Laura-Lee Was Here

Laura-Lee Was Here

August 31, 2013

It's Weird What You Remember ...


... about someone after they have died. No matter how sick Mom was or how badly she felt first-thing in the morning, "before the pills kicked in", I would often hear her singing in the morning. And 9 times out of 10 it would be some ancient country western song or some goofy pop song from the 1950's.

So now when I'm falling asleep, thinking about how much I'll miss my best buddy and gently cry, what do you think goes through my brain?

Yup. The song, "I've Got Tears in my Ears from Laying on my Back and Crying Over You." (Yes. That's a real song and I'm going to miss hearing her sing it. )

One of the things death has taught me is it's all the things that makes a person odd and different that makes them the most precious. After Mom died and I came home from the hospital I was exhausted because I hadn't slept for 5 days. I decided to get out one of Mom's warm night gowns to wear that first night alone.
Out of all the nighties she had I was searching for one in particular. I had bought it for her and about 5 minutes after she first put it on she dropped a spoonful of chocolate pudding on it. She was so upset because she had "wrecked" such a nice nightgown. She felt especially bad because it was special to her because it had come from me and  from that moment on it would always hold that big chocolate stain right in front. No matter what she did she couldn't get that stain out.
Well, that first cold night (it was actually -32 degrees on that March 22 night she died), I knew I HAD to wear the night gown with the chocolate stain. It's the thing that made it hers. That's what made it precious to me. I love to look at that stain still.
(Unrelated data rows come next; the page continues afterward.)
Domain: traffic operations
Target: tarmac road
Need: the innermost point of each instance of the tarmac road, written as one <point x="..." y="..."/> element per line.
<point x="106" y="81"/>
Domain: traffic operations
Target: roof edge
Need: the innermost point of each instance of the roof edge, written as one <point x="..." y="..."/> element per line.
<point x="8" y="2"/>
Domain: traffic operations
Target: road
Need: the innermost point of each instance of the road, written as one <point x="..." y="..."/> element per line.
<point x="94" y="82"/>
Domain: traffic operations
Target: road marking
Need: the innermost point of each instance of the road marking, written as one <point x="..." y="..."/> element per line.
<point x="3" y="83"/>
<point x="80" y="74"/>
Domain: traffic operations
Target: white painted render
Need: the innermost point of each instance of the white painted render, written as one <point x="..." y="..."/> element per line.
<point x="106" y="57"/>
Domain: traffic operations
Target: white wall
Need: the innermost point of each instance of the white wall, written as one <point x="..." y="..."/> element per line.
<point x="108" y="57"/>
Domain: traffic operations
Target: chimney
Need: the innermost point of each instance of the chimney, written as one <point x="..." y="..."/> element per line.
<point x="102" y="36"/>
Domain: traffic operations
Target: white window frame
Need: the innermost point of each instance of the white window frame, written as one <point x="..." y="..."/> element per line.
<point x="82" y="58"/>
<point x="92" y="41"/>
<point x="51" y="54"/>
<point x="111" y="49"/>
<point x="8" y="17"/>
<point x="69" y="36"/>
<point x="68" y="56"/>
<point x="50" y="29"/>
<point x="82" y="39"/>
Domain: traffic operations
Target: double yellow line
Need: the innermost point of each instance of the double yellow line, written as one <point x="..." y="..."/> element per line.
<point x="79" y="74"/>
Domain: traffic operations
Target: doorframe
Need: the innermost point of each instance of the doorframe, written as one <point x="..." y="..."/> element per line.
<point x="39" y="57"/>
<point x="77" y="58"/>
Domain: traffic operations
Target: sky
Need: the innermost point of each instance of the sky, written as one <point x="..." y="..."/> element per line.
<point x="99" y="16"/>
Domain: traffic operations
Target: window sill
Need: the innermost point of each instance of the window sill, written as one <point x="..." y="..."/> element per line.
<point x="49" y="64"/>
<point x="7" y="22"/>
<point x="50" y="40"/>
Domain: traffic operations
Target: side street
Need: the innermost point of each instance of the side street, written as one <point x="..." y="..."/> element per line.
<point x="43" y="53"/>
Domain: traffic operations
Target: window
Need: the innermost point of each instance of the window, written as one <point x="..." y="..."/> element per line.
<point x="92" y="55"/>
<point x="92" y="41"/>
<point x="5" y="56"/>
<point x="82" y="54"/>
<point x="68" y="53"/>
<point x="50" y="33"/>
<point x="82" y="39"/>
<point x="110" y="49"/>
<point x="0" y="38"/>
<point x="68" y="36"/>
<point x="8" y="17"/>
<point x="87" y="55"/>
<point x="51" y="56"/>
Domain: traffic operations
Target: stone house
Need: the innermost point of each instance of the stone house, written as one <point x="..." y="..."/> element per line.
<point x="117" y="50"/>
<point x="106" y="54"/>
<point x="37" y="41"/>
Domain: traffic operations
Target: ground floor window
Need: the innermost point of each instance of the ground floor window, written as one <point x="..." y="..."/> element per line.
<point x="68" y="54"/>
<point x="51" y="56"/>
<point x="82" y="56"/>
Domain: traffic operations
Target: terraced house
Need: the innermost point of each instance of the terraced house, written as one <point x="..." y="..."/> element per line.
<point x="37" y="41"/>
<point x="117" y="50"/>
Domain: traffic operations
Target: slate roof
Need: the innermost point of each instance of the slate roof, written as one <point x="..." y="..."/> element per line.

Don't EVER try to be like someone else. How boring life would be if we were all the same. Accept and embrace who you are with all your oddities,  accidents, and your precious peculiarities.  You'll never know the joy of being loved just for who you are if  you AREN'T who you are. And that kind of love is SO worth it, even if you have to wait a long time for it , or if it  hurts miserably when it's gone. Because it never actually leaves. (which is another mind-blowing truth for another time).